Similarly, our old place surveyed at £125k and sold at £130k, so the buyer would have had to throw in £5k on top of whatever deposit they were putting into their mortgage.

Bear in mind that this is in a relatively high-demand part of the city. Offering over the survey price (and therefore needing to find funds above and beyond the mortgage deposit) is probably not yer typical case study in all areas. I think.

Additional random financials: i) because council tax is stupidly based on early 90s valuations (and particularly stupid regarding new flats in Glasgow that didn’t exist in the 90s but are nonetheless pegged to a market where city centre new builds were a relatively exclusive and expensive beast compared to today’s cityscape), we’ve gone down two CT bands despite moving from a 2 bed to a 3 bed, and ii) the factors fees (for management of communal areas) in our old new build development were circa £100pm, but £20pm for the new place (no lift or shared gardens, etc).

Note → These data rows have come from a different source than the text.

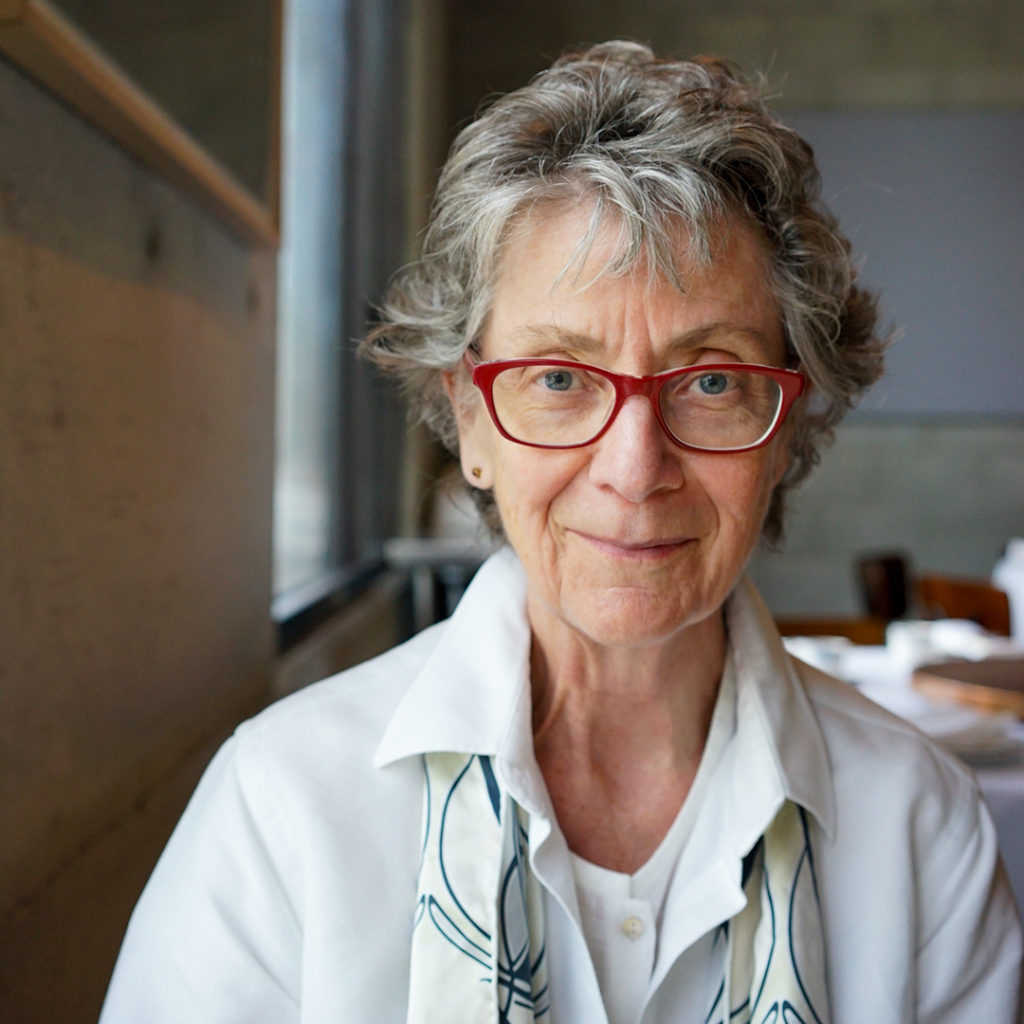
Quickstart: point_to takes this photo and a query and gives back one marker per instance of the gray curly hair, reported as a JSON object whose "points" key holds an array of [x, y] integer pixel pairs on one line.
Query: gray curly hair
{"points": [[652, 144]]}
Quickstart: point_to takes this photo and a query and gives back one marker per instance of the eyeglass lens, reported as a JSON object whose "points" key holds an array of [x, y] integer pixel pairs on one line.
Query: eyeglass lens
{"points": [[561, 406]]}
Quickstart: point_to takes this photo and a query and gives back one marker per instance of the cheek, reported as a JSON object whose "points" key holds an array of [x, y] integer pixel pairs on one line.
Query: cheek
{"points": [[529, 481], [740, 486]]}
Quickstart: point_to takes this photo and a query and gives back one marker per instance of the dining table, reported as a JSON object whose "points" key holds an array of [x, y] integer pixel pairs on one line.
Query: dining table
{"points": [[989, 742]]}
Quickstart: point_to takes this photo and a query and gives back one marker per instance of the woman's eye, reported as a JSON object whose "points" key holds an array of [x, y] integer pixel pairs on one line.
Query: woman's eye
{"points": [[558, 380], [713, 383]]}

::engaging needlessly defensive mode::

I can feel your rage from here for inflating prices or what-have-you. :stuck_out_tongue_winking_eye: And we might be in negative equity. Theoretically, but who knows? It’s entirely academic because we plan to stay here for, basically, forever. So even if that is a thing at this exact point in time, it’ll melt away over the years. The long and the short is that it was mint flat requiring no work and we could afford it (without any external financial assistance from parents or whoever).

I find this thread strangely fascinating. I’m learning a lot from it.